J.C.Deagan's inventions

Letter from J.C. Deagan to Percy Grainger, Chicago, 19 October 1916

John Calhoun Deagan was an innovative instrument maker based in Chicago, USA. Grainger first visited the Deagan showroom in Chicago in March 1915 and was hugely excited by the possibilities of the instruments he saw. Grainger wrote to his mother, Rose Grainger, after his first visit to the Deagan factory:

“It is only a matter of patience and waiting a few years to get an absolutely perfect medium in the percussion field, alongside which all the present finicky attempts will seem like jokes… When I hear those fine instruments I foresee all sorts of good sounds I’ll be producing in the future.”

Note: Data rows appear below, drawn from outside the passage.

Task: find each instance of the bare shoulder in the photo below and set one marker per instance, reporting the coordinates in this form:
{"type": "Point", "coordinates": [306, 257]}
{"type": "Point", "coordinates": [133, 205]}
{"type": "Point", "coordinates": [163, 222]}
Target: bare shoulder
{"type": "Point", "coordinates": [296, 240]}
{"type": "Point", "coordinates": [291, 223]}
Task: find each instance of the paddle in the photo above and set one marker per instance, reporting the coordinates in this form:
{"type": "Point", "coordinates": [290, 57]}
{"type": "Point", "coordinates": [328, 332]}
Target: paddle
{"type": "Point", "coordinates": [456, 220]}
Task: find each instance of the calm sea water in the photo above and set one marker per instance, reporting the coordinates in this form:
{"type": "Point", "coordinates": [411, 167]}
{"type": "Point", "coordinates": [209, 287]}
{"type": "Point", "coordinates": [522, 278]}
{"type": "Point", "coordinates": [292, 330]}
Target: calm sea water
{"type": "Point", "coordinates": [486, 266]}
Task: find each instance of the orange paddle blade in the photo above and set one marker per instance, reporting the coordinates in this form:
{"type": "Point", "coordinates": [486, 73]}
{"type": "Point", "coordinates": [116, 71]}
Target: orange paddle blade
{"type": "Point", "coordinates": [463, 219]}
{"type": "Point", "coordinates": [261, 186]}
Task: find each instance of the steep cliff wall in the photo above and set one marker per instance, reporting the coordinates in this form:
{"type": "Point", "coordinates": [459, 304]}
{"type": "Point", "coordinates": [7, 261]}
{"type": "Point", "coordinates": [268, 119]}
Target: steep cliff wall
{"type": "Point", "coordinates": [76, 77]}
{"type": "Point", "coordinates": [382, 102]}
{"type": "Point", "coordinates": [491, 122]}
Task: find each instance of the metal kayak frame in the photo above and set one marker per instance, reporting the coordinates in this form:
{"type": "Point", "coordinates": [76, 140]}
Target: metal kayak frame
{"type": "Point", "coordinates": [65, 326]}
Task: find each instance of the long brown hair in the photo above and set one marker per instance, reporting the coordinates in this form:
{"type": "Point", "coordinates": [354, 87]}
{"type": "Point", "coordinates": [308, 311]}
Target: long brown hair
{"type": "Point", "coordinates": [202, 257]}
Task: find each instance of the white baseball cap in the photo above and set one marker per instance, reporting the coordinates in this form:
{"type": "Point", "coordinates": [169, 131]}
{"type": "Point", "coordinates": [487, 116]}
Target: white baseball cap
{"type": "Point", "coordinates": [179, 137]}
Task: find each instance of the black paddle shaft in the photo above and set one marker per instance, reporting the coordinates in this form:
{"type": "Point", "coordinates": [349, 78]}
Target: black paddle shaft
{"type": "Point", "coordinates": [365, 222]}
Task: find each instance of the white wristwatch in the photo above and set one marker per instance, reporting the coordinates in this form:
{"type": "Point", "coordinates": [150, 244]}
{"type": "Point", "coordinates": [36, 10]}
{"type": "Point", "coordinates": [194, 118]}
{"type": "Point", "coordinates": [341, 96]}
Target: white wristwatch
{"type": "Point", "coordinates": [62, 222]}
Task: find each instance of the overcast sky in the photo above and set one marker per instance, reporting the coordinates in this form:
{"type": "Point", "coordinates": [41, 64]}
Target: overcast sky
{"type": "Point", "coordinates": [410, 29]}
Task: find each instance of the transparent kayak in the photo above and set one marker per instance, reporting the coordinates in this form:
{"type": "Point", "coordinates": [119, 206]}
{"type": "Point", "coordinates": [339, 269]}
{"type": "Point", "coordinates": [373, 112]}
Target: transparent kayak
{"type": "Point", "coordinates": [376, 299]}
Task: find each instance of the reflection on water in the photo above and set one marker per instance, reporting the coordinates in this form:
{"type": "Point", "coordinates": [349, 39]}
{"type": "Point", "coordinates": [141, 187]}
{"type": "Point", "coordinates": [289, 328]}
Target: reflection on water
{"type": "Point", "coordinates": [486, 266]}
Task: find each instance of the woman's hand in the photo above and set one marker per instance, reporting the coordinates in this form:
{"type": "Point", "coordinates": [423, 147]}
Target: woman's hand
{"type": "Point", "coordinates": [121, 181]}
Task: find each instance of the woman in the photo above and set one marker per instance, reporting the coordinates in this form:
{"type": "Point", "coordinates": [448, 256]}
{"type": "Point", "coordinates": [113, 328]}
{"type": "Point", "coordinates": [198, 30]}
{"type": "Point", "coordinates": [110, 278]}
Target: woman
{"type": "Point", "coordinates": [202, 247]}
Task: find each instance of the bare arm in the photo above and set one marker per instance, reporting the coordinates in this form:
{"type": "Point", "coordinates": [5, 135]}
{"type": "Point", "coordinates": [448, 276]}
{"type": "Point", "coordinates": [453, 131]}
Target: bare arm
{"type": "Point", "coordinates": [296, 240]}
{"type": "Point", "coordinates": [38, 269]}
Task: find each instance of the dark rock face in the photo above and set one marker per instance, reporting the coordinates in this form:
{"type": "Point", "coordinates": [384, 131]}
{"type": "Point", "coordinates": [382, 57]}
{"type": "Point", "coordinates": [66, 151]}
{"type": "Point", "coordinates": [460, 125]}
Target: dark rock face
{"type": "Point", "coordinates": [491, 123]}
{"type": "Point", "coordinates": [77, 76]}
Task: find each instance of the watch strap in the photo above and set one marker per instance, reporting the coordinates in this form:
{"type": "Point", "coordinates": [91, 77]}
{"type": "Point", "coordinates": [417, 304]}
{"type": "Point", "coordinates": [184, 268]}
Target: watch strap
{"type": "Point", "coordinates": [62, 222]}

Grainger ordered a number of instruments from the Deagan factory over the next decades, including the Staff Bells, Xylophone, and Marimbaphone on display in this exhibition. He described the Deagan instruments that he variously purchased, or borrowed for performances, as “marvellously perfected examples of American inventive ingenuity in the field of musical instrument-making”. Grainger and Deagan frequently corresponded about innovative percussion instruments until Deagan’s death in 1934, each man admiring the other’s creative ingenuity and skill. Grainger’s association with the Deagan company continued into the 1940’s.